The literacy rate for incoming soldiers and police officers is about 14 percent, Kem said, “meaning that 86 percent of our recruits are unable to read and write at the third-grade level. This has been an enormous challenge.” What began as a voluntary literacy program with less than 13,000 enrolled has become mandatory for basic army and police training, he said, and programs around the country are teaching basic literacy and numeracy.
“Today, we have over 81,000 Afghan [soldiers and police] in mandatory literacy classes, and we have graduated another 92,000 in different literacy classes since November 2009,” Kem said.
“We know that we will improve the literacy rate in Afghanistan in the Afghanistan national security forces to over 50 percent by January 2012,” he added.
The goal, Kem said, is to have full functional literacy in the army and police, defined as third-grade-level literacy.
Kem noted that the prospect of learning to read and write has been a huge draw for Afghans to join the army and the police.
“Literacy has a huge impact on the professionalization of the army and the police, addresses issues of corruption and will have an economic impact on the country in the years to come,” he said.
Corruption is being addressed in several other ways, he added, including developing codes of ethics for the army and the police and establishing an anti-corruption phone line that’s always manned and whose investigators are from an independent agency.
Putting blue dye in army and police fuel reduces incidents of stealing, Kem said, and using a lottery system adds transparency to handing out army assignments and prevents the best ones from being sold to the highest bidder.
Another step involves “having accountability of all the vehicles, weapons and radio systems that didn't have full accountability in the past,” he said, noting that a physical inventory is now complete for all vehicles issued in Afghanistan over the past 10 years.
Special efforts are in force, Kem said, to deal with problems of recruiting Pashtuns from the five southern provinces and avoiding violence to Americans by members of the Afghan army and police force. For the problem of attacks on Americans, he said, “we've instituted an eight-step approach for all the new recruits coming in.”
The vetting process includes matching the recruit and his identification card, requiring two letters of recommendation from village elders, performing a physical exam, doing a records check through intelligence sources, and using biometric measures, such as fingerprinting.
“It will never be foolproof,” Kem acknowledged. “It's not foolproof in the United States; it won't be foolproof in Afghanistan. But it's an area that we look at very closely, … and it is something that I think the Afghans take very seriously as well, because they want to be good partners.”
To ethnically balance the Afghan National Police, Kem said, the percentage of Pashtuns, Tajiks, Hazaras and other ethnic groups must be monitored.
“We balance every one of the battalions,” he added, and because of problems recruiting Pashtuns from the southern provinces, a special recruiting program has been instituted with the Afghans.
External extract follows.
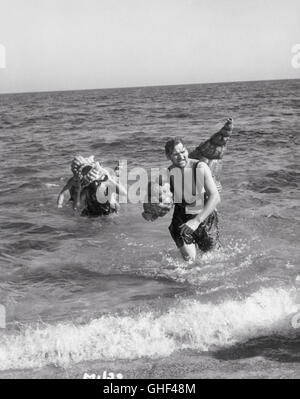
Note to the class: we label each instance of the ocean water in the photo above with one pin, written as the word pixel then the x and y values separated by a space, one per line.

The numbers of southern Pashtuns has risen slowly, Kem said, “but they're not where they need to be.”
“We're trying to get at least 4 percent of the recruits from the five southern provinces that are Pashtuns,” he added, “and aiming for getting about 6 to 8 percent in the next couple years.”
Work remains to be done between now and Dec. 31, 2014, when the transition of lead security responsibility in all 34 provinces to Afghan forces is scheduled to be complete, Kem said.
“In my personal professional judgment,” he added, “we will have the Afghans ready to assume that responsibility.”